Raring to go after recovering from cancer

When I ran the Cancer Research UK Race for Life I had a sign on my back that read: ‘I am two weeks in remission.’

The response I received was amazing. People were hugging me — it was a fantastic way of getting back out there after having treatment for so long.

I took part in the Brighton 5K Run with my mum and two sisters, which I ran and walked a bit of the way. It was exhausting because I lost all of my muscle strength and felt physically sick during treatment.

That was in 2010, and was the first event I took part in to raise funds and awareness of cancer.

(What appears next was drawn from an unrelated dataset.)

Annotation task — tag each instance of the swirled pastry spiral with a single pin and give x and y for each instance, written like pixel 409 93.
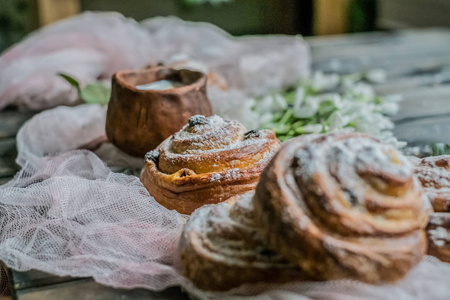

I went to see a physiotherapist in March 2009 for shoulder pain that I had suffered for six months, and she discovered a lump in my neck.

Everything then moved very quickly. I went to see my GP, who referred me to Eastbourne District General Hospital immediately, and by 6pm that day I discovered I had lymphoma. I was then transferred to the Royal Marsden Hospital in London, where I learned I had Hodgkin’s lymphoma and began chemotherapy.

The diagnosis was a real shock to my family and me, and it was a gruelling experience. I was in hospital for two weeks at a time and received chemotherapy as an outpatient.

I was given the all-clear after three months, but by January 2010 the cancer had returned, and I had to undergo more chemotherapy, a stem-cell harvest and radiotherapy. The second time was a lot worse because I knew what was coming. It also coincided with my GCSEs, so I had to take some modules in hospital.

I think the experience will help me in my medical training because I understand what it is like being a patient. As a teenage patient, a lot of decisions are being made for you, and you are not entirely sure what is going on; I think it will be useful to understand that as a medical student and doctor.

I understand how, when you are in hospital, the five minutes you get with a doctor are such an important part of your day. I also have a good idea of what makes a good and bad bedside manner.

My work with Cancer Research UK has helped me to understand how a large charitable organisation works, which is useful knowledge. This year, I was involved in its new advertising campaign, for which I was photographed alongside other cancer survivors, charity volunteers and staff to form part of the first ‘C’ in its logo.

I wanted to give something back to cancer research, because it undoubtedly helped me. Whether it is running a race or telling my story, I hope I help someone. In turn, I hope my experience will assist me in becoming a good doctor.

Camilla Hickish is a Bristol medical student

Posted in:  Work and life Education and training

Tags:  medical students doctors health


  • Dr Kingsley

    22 October 2012

    What a touching story; it is heartwarming to know that such an awful experience has been turned around to such good effect on both a public and personal level. Let's have another blog entry detailing the good, the bad and the ugly of bedside manner! I'm sure we will all be able to learn from that!! Thanks for sharing.

  • Joshua Heslop

    22 October 2012

    What a brilliant story! Camilla is one of the few that defies all odds and sets no boundaries to what she is able or not able to do. This is a story for all of us to read and take heart from! Thank you.